Setting school level order and color palette for the legend map
I organized the school levels in a specific order and assigned custom colors to each level for the map legend. By using factor(), I was able to control the display order of the school levels when visualizing the legend. I set the order as “High School,” “Middle School,” and “Elementary School” so these categories appeared in a logical top-down sequence.
I used the leaflet package to create an interactive map that shows the location of large private schools in the DMV area. I centered the map around Washington, D.C., and used colored circles to represent each school, where the size of the circle reflects the number of enrolled students. When I click on a school, a popup shows key information like the name, city, state, enrollment, and number of teachers. I also added a color legend to indicate the school level.
According to the National Center for Education Statistics (NCES), private schools serve about 10% of the U.S. K–12 student population and tend to be concentrated in urban and suburban areas, often with distinct demographic and resource patterns compared to public schools. These institutions frequently have smaller student-teacher ratios and different curricular emphases, which can affect student outcomes (NCES, 2023). In many regions, especially the DMV, private schools also reflect neighborhood wealth and segregation patterns. My goal was to better understand how private education is distributed geographically and how school size and staffing levels vary by type.
The visualizations I created include an interactive bubble chart and an interactive map. The bubble chart visualizes the relationship between full-time teachers and enrollment for the 100 largest private schools in the U.S., with bubble size representing total school population and color representing school level. One interesting pattern that emerged is that High Schools tend to have both higher enrollment and more teachers, while Elementary Schools tend to be smaller in both respects.One challenge I faced was customizing the color legend in highcharter to match each school level correctly; I solved this by using multiple series and matching the palette with a custom factor order.
The map provides a spatial distribution of schools in the DMV area.
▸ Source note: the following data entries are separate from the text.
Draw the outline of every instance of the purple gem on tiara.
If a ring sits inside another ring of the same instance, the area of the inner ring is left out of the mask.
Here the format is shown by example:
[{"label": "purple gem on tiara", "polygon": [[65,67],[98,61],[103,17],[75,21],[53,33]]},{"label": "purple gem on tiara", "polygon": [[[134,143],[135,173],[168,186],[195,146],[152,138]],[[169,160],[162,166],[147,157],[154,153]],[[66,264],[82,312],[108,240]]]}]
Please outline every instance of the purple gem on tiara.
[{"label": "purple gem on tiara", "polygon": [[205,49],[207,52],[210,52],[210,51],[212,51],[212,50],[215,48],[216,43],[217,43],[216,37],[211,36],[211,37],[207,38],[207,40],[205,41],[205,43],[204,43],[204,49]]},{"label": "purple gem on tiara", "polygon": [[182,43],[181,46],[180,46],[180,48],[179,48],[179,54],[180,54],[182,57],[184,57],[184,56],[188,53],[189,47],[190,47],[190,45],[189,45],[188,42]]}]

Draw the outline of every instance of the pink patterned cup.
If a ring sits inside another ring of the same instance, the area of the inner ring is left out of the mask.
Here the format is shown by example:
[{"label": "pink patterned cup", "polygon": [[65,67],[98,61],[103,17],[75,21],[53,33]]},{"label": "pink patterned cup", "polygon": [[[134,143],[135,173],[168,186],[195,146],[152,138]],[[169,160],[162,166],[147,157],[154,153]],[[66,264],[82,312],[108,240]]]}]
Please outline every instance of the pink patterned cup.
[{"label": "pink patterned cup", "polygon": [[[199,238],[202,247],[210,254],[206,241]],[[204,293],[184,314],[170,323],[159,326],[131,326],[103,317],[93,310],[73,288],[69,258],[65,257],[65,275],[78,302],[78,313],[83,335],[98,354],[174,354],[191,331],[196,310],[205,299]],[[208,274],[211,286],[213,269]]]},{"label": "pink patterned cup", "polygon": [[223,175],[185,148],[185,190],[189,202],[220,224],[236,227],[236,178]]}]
I used color-coded circle markers to represent each school level, scaled by enrollment size, and included interactive tooltips for detailed school-level information.By mapping large private schools in the DMV area, I was able to clearly see how school level and size relate to geographic location. Most of the biggest schools are concentrated around Washington, D.C., and Baltimore, which makes sense given the higher population and income levels in those areas. I noticed that high schools are especially common in city centers, while elementary and middle schools are more spread out. This map helped me understand how private education is distributed across the region and gave me a better sense of how location and school size are connected.
To conclude,for future analyses, I will be in exploring the TYPE variable in the dataset, which categorizes private schools by educational model—such as Montessori, Special Education, Vocational, or Regular Elementary/Secondary schools. Analyzing how these types are distributed across different regions and how they correlate with socioeconomic indicators like median household income could offer important insights into educational access and equity.